Saturday was another Tea Party appearance to celebrate the one year mark of the thing. I spoke. It went well. The crowd was small, but these events are just there to let people know the flame is still burning, and the November and beyond reclaiming of a somewhat constitutional government is still Job 1. I just wish the speakers would exercise some self-government and get off the stage after 5 minutes. And make sure they have something vibrant to say.
I say this because I was scheduled 7th or something and the first guy out of the box read something like 20 pages of eloquent constitutional thought, which is nice but incredibly dull. The point here is to fire up ordinary citizens with inspirational and witty remarks on the current state of things. Not audition for the next CPAC.

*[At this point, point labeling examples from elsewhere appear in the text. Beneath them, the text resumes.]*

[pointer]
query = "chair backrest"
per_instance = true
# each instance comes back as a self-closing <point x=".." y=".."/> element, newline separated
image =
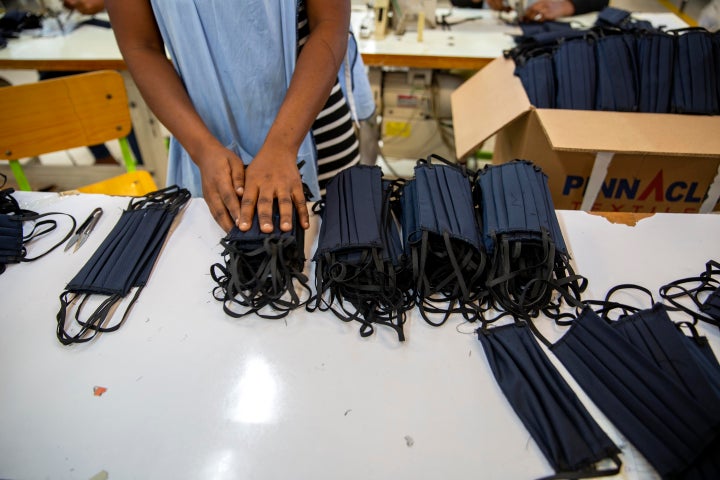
<point x="62" y="113"/>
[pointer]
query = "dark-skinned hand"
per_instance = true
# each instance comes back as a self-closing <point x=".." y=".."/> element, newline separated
<point x="223" y="175"/>
<point x="273" y="173"/>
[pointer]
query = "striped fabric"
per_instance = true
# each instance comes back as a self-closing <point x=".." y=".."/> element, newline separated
<point x="335" y="138"/>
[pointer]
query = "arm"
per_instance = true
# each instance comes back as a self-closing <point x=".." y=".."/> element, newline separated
<point x="142" y="48"/>
<point x="273" y="172"/>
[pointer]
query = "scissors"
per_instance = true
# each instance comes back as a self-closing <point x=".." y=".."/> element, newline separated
<point x="84" y="230"/>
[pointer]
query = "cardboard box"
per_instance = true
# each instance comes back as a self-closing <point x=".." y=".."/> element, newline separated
<point x="607" y="161"/>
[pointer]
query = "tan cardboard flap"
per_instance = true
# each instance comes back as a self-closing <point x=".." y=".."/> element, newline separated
<point x="671" y="134"/>
<point x="485" y="103"/>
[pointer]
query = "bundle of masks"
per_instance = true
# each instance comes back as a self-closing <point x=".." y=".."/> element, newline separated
<point x="262" y="270"/>
<point x="361" y="273"/>
<point x="441" y="238"/>
<point x="657" y="381"/>
<point x="121" y="263"/>
<point x="621" y="65"/>
<point x="13" y="242"/>
<point x="528" y="256"/>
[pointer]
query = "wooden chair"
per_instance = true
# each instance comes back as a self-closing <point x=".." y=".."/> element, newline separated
<point x="62" y="113"/>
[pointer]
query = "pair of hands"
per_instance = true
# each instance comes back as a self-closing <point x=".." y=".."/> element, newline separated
<point x="87" y="7"/>
<point x="540" y="11"/>
<point x="233" y="191"/>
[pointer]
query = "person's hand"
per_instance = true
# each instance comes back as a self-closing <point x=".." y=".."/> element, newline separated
<point x="87" y="7"/>
<point x="273" y="174"/>
<point x="498" y="5"/>
<point x="544" y="10"/>
<point x="223" y="174"/>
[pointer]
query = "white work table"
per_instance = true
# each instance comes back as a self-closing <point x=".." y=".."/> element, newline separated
<point x="195" y="394"/>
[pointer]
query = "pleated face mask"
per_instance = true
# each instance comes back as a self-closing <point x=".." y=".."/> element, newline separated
<point x="538" y="78"/>
<point x="528" y="256"/>
<point x="122" y="262"/>
<point x="441" y="237"/>
<point x="569" y="438"/>
<point x="360" y="271"/>
<point x="616" y="76"/>
<point x="262" y="270"/>
<point x="695" y="87"/>
<point x="659" y="416"/>
<point x="655" y="58"/>
<point x="575" y="70"/>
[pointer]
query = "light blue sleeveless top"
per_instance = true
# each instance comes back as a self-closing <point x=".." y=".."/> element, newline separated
<point x="236" y="59"/>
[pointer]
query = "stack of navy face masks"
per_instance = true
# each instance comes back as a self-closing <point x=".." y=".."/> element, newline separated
<point x="528" y="255"/>
<point x="122" y="262"/>
<point x="441" y="235"/>
<point x="621" y="64"/>
<point x="360" y="271"/>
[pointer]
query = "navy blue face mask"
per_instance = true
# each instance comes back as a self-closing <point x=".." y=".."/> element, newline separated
<point x="523" y="238"/>
<point x="441" y="236"/>
<point x="13" y="242"/>
<point x="261" y="270"/>
<point x="360" y="272"/>
<point x="618" y="367"/>
<point x="568" y="436"/>
<point x="698" y="297"/>
<point x="617" y="79"/>
<point x="122" y="262"/>
<point x="537" y="75"/>
<point x="694" y="82"/>
<point x="576" y="73"/>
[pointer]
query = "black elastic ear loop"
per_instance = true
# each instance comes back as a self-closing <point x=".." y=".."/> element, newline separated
<point x="52" y="225"/>
<point x="705" y="280"/>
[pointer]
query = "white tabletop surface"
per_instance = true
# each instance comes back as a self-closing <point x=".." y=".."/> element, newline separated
<point x="195" y="394"/>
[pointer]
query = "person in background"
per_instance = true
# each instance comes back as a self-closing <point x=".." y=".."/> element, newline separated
<point x="251" y="91"/>
<point x="100" y="152"/>
<point x="87" y="7"/>
<point x="541" y="10"/>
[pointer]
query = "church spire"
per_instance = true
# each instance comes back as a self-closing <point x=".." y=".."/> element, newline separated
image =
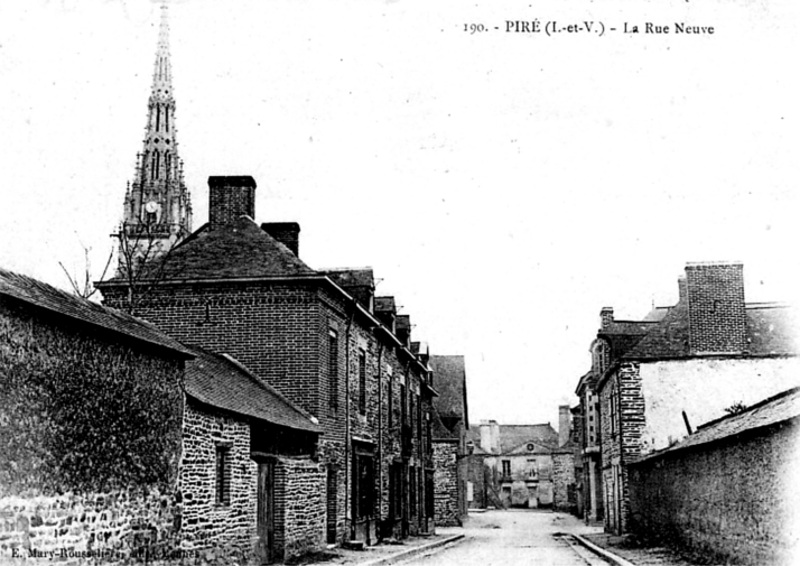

I like Tommy J, and Benny Frank, and all those rednecks who founded our country, but when it's 52 degrees with a windchill of 41, and I'm yay close to doing the unthinkable and borrowing Herman from Dunwoody's New England Patriots pullover as if he's the captain of the football team I'm dating, I'd like not to have to hear another exhaustive study of the Federalist Papers.
Congressman Tom Price got up there, knocked them out with a few pithy, yet rousing, remarks, and called it a day after 2 minutes. Looking forward to the next one, but please, let's remember why we're doing this. Hearts and minds aren't won without editing and wit.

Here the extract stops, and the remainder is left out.